Gegeven te Brussel, op de dag van de annuntiatie des Heren in het jaar des Heren 1270.

Vertaling van MHJ Pennings, Gemert 1978:

Jan, bij de gratie Gods, hertog van Lotharingen en Brabant, aan allen, die dese brief zullen zien, zaligheid in de Heer.

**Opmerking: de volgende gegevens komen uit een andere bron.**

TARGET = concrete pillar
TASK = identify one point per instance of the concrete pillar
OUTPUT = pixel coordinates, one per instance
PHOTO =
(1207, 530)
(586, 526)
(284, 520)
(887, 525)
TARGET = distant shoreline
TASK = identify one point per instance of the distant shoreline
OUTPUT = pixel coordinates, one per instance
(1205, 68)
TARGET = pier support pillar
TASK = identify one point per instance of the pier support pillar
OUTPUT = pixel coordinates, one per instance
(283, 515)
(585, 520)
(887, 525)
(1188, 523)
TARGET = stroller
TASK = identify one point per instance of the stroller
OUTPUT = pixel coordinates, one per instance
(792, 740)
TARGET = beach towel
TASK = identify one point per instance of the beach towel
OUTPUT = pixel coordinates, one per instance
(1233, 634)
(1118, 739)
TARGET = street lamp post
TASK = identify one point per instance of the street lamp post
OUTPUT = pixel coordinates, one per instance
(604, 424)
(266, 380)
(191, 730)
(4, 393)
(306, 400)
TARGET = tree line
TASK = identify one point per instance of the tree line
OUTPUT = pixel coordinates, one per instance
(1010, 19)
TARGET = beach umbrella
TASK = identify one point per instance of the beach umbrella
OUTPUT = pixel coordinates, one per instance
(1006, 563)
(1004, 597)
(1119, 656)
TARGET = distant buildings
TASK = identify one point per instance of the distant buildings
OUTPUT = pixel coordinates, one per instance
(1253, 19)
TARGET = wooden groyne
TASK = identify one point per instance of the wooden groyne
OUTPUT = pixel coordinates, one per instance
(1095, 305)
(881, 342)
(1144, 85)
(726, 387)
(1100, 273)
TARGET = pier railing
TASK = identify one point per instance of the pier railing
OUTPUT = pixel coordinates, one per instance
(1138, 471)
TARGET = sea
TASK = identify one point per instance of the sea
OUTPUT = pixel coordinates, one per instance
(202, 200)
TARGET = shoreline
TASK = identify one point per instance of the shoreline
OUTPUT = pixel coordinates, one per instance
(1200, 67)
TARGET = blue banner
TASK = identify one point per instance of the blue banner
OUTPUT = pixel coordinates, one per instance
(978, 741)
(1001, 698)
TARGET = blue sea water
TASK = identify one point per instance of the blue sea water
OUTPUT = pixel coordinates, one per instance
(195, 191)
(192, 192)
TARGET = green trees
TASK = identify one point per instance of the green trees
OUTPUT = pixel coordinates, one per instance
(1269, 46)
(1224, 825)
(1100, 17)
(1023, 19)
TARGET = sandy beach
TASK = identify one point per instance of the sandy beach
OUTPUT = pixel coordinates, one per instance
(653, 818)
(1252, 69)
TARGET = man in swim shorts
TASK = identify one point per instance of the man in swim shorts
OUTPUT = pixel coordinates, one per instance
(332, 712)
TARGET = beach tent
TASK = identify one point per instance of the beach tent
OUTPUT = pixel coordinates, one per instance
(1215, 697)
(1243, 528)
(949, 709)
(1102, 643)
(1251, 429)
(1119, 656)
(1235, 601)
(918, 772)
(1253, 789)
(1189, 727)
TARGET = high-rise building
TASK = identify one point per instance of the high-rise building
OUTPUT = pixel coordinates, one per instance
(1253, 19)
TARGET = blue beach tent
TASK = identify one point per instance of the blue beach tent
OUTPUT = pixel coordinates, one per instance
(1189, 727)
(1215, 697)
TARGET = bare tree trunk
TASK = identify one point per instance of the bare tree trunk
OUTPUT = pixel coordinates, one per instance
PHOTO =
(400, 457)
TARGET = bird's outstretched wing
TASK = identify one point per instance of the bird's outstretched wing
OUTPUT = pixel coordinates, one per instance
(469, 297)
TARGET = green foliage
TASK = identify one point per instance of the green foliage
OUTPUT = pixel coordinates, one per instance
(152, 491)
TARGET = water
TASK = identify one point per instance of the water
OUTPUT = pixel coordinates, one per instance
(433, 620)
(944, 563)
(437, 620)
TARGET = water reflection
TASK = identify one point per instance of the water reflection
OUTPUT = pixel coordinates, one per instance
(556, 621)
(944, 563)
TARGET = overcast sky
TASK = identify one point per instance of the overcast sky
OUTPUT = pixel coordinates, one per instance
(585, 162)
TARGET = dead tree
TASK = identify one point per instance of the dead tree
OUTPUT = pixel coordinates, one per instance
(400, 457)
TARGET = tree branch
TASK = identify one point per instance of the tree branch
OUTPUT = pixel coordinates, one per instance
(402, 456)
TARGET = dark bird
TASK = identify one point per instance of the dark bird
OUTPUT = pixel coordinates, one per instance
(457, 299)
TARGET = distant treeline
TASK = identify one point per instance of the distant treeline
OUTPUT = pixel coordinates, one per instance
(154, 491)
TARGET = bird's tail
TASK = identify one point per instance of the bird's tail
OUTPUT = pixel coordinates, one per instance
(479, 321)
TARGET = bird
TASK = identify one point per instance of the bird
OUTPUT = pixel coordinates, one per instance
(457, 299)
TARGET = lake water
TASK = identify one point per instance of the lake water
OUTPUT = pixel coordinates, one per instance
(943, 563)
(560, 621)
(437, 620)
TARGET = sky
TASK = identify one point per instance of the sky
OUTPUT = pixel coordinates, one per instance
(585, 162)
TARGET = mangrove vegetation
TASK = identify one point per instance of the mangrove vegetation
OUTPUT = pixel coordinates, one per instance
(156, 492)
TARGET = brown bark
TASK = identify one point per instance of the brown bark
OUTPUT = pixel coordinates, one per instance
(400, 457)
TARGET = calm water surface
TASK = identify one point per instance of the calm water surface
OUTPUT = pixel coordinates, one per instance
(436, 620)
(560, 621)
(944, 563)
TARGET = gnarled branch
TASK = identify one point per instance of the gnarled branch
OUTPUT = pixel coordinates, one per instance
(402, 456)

Daar wij weten, dat de hoge of lage jurisdictie in het dorp Gemert niet aan ons toekomt, nadat wij daarop gewezen zijn door hen, aan wie wij voor een onderzoek op dit punt gedaan, uitdrukkelijk opdracht hebben gegeven, maar integendeel aan de broeders van het teutoons-Jerusalemse huis en aan ridder Diederik, Heer van Gemert, naar verhouding van de omvang van de jurisdictie en de goederen, die beide partijen in genoemd dorp bezitten, en daar we geen enkel recht of enige jurisdictie in genoemd dorp menen te bezitten, behalve wanneer zij in geval van eigen onmacht menen ons als hun hoogste beschermheer te hulp te moeten roepen, waarbij wij verplicht zijn hen te helpen met in achtname van de hun toekomende bovengenoemde jurisdictie:
Zo moogt gij allen weten, dat wij de voornoemde hoge en lage jurisdictie over voornoemd dorp geheel laten aan de broeders van het Teutoonse huis en aan ridder Diederik, Heer van Gemert voornoemd, en aan hun nakomelingen en dit bevestigen wij voor altijd met het getuigenis van deze brief; met deze bepaling en dit voorbehoud van onze kant, dat zij voor het genoemde dorp met datgene wat daarbij behoort in de toekomst geen enkele andere beschermheer kunnen of mogen kiezen of nemen tenzij ons en de hertogen van Brabant.
Gegeven te Brussel op de dag van Onze Lieve Vrouwe Boodschap in het jaar des Heren 1270.